Mother's Day, and the special Mum who became an intrepid kayaker...
Mum and Joan at the Ladysmith Paddlefest - she loved these outings!
Today is Mothers' Day here in Canada, and today we celebrate a special "Mum" whose gift of laughter and love has gently nurtured and touched us over many years. I've always loved the image below. It is from a staff party at the BBC, where my Dad worked, in Glasgow. My mother was always a very beautiful woman, with an engaging and effervescent personality - and she loved to laugh.
My Mum and Dad (on the right) at a BBC party...many years ago
Mum was always one that put the needs of those she loved above her own. Knowing how much my Dad wanted to move to Canada, when I was very young, she left friends and family behind in Britain, game for and open to whatever adventure was to come. Despite not being particularly keen on water, she and my Dad built a cottage on a beautiful, but often stormy lake, in Ontario's picturesque Madawaska Valley.

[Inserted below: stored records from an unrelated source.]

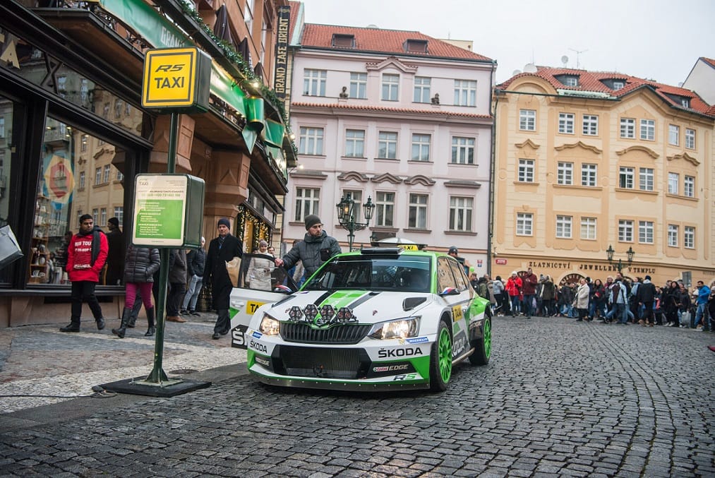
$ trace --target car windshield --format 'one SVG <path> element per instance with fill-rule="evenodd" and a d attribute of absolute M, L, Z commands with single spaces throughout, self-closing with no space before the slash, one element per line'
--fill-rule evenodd
<path fill-rule="evenodd" d="M 428 256 L 410 255 L 334 258 L 302 290 L 429 292 L 432 277 L 430 259 Z"/>

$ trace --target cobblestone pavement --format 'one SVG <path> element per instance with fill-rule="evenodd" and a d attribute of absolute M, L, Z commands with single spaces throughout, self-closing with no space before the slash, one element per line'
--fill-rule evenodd
<path fill-rule="evenodd" d="M 193 345 L 214 348 L 206 331 Z M 100 339 L 66 335 L 55 359 L 72 371 L 65 353 Z M 5 414 L 0 475 L 715 476 L 715 335 L 500 317 L 493 335 L 490 364 L 456 366 L 443 394 L 276 389 L 234 367 L 172 398 Z M 16 426 L 30 412 L 48 419 Z"/>

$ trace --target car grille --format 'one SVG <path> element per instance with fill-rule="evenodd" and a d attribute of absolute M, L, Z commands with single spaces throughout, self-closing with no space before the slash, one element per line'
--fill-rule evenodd
<path fill-rule="evenodd" d="M 307 323 L 281 322 L 280 336 L 286 342 L 350 344 L 363 340 L 371 327 L 370 324 L 342 324 L 313 328 Z"/>
<path fill-rule="evenodd" d="M 276 351 L 273 353 L 274 364 L 278 369 L 276 371 L 292 376 L 360 379 L 365 376 L 370 364 L 370 358 L 360 348 L 320 348 L 285 345 L 277 348 L 277 354 Z"/>

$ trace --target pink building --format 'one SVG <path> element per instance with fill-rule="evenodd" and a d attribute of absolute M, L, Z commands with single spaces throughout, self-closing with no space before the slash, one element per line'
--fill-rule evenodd
<path fill-rule="evenodd" d="M 299 165 L 284 240 L 302 239 L 317 214 L 347 250 L 335 206 L 369 197 L 373 218 L 354 248 L 391 236 L 455 245 L 485 273 L 496 62 L 418 31 L 303 24 L 303 5 L 291 5 Z"/>

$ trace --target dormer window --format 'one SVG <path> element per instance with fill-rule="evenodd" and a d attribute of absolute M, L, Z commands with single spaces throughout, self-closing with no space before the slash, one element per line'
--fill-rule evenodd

The cottage was on a tiny island - every rough crossing undoubtedly brought her no small degree of anxiety! As if that wasn't enough "adventure" for someone who couldn't swim, she was the first to paddle my Dad's new sea kayak - much to the surprise of the nervous souls on the beach!
Aboard the MV Lady Rose heading for Bamfield
My mother had a spirit of generosity and gentleness so necessary in this world. She cared deeply, forgave me frequently, rescued me countless times, and has supported us over the years in every way imaginable. Her spunk and my Dad's spirit of adventure launched my love for the outdoors and the passion for the self-propelled pursuits so often shared here in this blog.
As I write this, my Mum is now 93 years old and struggles to make sense of a world that becomes increasing difficult to understand with each passing day. We visit with her daily, and will share this "journey" with her, all the way. I have told her that in a few weeks, we will depart for a short exchange in Scotland. I know that she would be excited, beyond words, if she was able to understand. Alzheimer's is an extraordinarily difficult and debilitating illness. It has not, however, taken away her beauty. And although her laughter is no longer something we can hear, the wonderful memories ring with immense joy in our hearts.